– Подработайте состав пофамильно, Федор Викентьевич. А я посмотрю. Часа вам хватит?

– Попробую.

– Попробуйте. Я буду здесь.

– Разрешите идти?

– Да, конечно. Какие уж тут политесы!

Дверь за ним закрылась, и снова в уши будто впихнули по целому мотку ваты. Глаза жгло. Словно я отсидел глазные яблоки. И начинала болеть голова – запульсировало то ли в затылке, то ли в темени. Скорее всего и там и там. За окнами не светлело, хотя уже шло к четырем. Как часто бывает, вместо белых ночей природа подсовывала нам черные тучи.

Очень хотелось уже позвонить Лизе. И Стасе. И той и другой. Просто узнать, как они там. Нет, пожалуй, сначала Стасе. За нее я беспокоился больше, она могла простудиться в аэропорту.

Что это я там ляпнул государю о тяготах, переживаемых математиками при решении задач о многих телах? Вот уж действительно, что телах, то телах.

Нет, в такой час звонить домой – в тот ли дом, в этот ли – совершенно немыслимо. И я позвонил в Лодейнопольский отдел – уж там-то наверняка кто-нибудь не спит.

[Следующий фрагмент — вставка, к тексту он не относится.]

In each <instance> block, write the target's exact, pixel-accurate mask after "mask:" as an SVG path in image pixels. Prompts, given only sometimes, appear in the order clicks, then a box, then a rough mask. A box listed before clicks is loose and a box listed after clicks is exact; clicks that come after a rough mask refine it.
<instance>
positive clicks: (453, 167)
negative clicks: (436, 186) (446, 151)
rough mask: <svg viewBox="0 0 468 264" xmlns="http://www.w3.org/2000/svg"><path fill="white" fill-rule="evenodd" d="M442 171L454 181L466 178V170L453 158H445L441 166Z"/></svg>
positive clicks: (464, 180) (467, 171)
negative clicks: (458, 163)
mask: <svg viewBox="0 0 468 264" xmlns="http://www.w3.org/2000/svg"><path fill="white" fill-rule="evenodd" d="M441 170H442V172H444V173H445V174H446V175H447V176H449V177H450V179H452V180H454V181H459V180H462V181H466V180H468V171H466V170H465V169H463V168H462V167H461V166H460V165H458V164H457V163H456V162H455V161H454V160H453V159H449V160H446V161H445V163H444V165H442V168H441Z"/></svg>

Там действительно не спали, более того, дожидались звонка из столицы. Сбор фрагментов гравилета был прекращен в двадцать три сорок семь. То, чего не нашли, уже не найдет никто, разве что по случаю, – дождь, земля размокла, болота вздулись… Все, что удалось отыскать, с максимальной осторожностью сложено под крышей, в приемной отдела и на лестнице. Лодейнопольцы сами даже не пытались как-то анализировать найденное, даже грязь не счищали, боясь что-то упустить или видоизменить ненароком. Я одобрил и сказал, что не позже полудня эксперты будут.

Так. Чуть не забыл. То есть совершенно забыл; попервоначалу подумал, а потом забыл в суматохе – и понятно, собственно, почему. В работоспособность этой версии я не верил. Но для очистки совести решил раскрутить ее до конца. Чем черт не шутит. Позвонил в шифровальный – там дежурство круглосуточное, не то что дома.

Впрочем, у дома иные прелести.

– Трубецкой говорит.

Там уже знали, что это значит.

– Вашингтонскому атташе Каравайчуку. «Строго секретно. Срочно. Постарайтесь как по официальным каналам, так и любыми иными доступными вам средствами узнать, не происходило ли когда-либо, особенно в последнее время, попыток диверсий либо террористических актов в сфере североамериканской части проекта «Арес-97». Не имеет ли ФБР данных о готовящихся в настоящее время или предотвращенных в прошлом акциях подобного рода. Мотив не камуфлируется: МГБ России в связи с катастрофой гравилета «Цесаревич» отрабатывает версию, согласно которой некие силы оказывают противодействие реализации проекта в целом. Центр». Немедленно зашифруйте и отправьте.

С этим тоже пока все.

Что же меня так насторожило? Слепая убежденность в том, что товарищ по борьбе не способен на преступление, – это, конечно, лирика; хотя и ее сбрасывать со счетов не стоит, но полагать, будто человек, когда-то давший обет «всяким своим умыслом и деянием по мере сил и разумения стремиться к вящей славе рода человеческого», может порешить ближнего своего, лишь сойдя с ума, – все же перебор. Но ведь было еще… Как сказал государь? «Странности были замечены в его поведении незадолго до катастрофы». Вот. Какие странности? Почему Ламсдорф ничего подробнее не сказал? Вздор, вздор, хорошо, что не сказал, надо лететь и разбираться самому. Еще четыре часа ждать. Хуже нет – ждать. И что особенно обидно и тягостно – сейчас делать нечего, а придет утро, и хоть разорвись: и Лиза, и Стася, и Тюратам, и Лодейное Поле…

Дверь открылась, и влетел, помахивая листком бумаги, радостный Куракин.

– Есть такой специалист! – крикнул он, широко шагая к столу. Уселся, кинул ногу на ногу и пустил ко мне через стол лист с рядами фамилий. – Странно даже, что мы сразу не сообразили. Это от бессонницы, не иначе. Я поначалу даже обиделся – заданьице, думаю, типа зашибись. Пойди туда – не знаю куда. Но компик все держит в бестолковке. Вольдемар Круус, помните? Он деблокировал память гипноамнезийникам, проходившим по делу «Зомби».